Airbus nears flight testing of breakthrough aircraft laminar wing technology that promises substantial fuel burn reduction
Airbus A340 testbed aircraft with the Saab NLF wing attached (photo: P. Pigeyre, Airbus)
Mon 4 Sept 2017 – Flight testing is about to start later this month by Airbus on laminar wing technology that could reduce drag by 8% and decrease fuel burn and carbon emissions by up to 5% if used on future generation short-range commercial aircraft. Laminar flow – the uninterrupted flow of air over an aircraft’s wing to greatly improve the aerodynamics – is considered by many aircraft designers to be aviation’s holy grail because of the potential rewards involved. As part of the EU’s Clean Sky programme, Airbus and 21 partners have been working since 2008 on the BLADE (Breakthrough Laminar Aircraft Demonstrator in Europe] project, which has now reached the critical flight testing phase of an Airbus A340 testbed aircraft fitted with new outer wing sections.
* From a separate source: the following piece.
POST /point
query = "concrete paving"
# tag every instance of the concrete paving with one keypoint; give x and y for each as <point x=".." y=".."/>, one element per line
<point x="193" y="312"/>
Airbus claims BLADE is the largest flight test demonstrator ever launched in Europe, if not the world.
The fuel burn of commercial aircraft has improved by around 70% on a per seat/km basis over the last 50 years but progress has become increasingly flatter and more difficult, says Axel Flaig, Head of Research and Technology at Airbus. Achievements so far have come, for example, from new engines, new materials to make aircraft lighter and new design tools to aid more efficient design.
“The next big step in aerodynamics is to work on the friction drag of aircraft wings,” Flaig told journalists at a press briefing held in a temporary Airbus facility in Tarbes, south-west France, where the testing is to take place. “The theory has been known for many years but the practical application has not been achieved so far because to make it happen you need very low tolerances in the design profile and to make the wing very robust against contamination, as this type of laminar bond layer is very sensitive to small disturbances. To make an industrial solution that can work in daily operations is now becoming more feasible and we have made strong progress over the past few years under this programme.”
The two outer wing sections of the A340 have been cut and replaced with two differently designed natural laminar flow (NLF) wings manufactured by GKN and Saab. Cameras are mounted in wingtip pods and on top of the vertical tail plane to monitor the transition in flight between laminar and turbulent flow.
Up to 150 hours of flight testing is expected in total until completion later in 2018 and initially will assess aircraft handling qualities, open flight envelope and provide first results on the laminar wing performance. Next year, the intention is to extensively test and characterise laminarity robustness in representative operational conditions, says Airbus.
A potential downside for airline operators, and why the technology might make more sense for short-range aircraft, is that to extract the maximum laminarity benefit, aircraft would have to fly at an optimum speed of Mach 0.75, slightly slower than the usual Mach 0.78 for an A320.
BLADE is part of the Smart Fixed Wing Aircraft programme within Clean Sky, an EU public-private sector research undertaking first launched in 2008 (Clean Sky 1) and aimed at developing technology to reduce aircraft CO2 and NOx emissions and noise levels. The 10-year Clean Sky 2 undertaking started in 2014 with objectives to come up with new environmentally-friendly technologies for next-generation aviation, to speed up development of technology demonstrators, underpin European international aviation competitiveness and create new market opportunities and jobs. It has a total budget of €4.2 billion ($5bn), with Airbus contributing €330 million ($400m).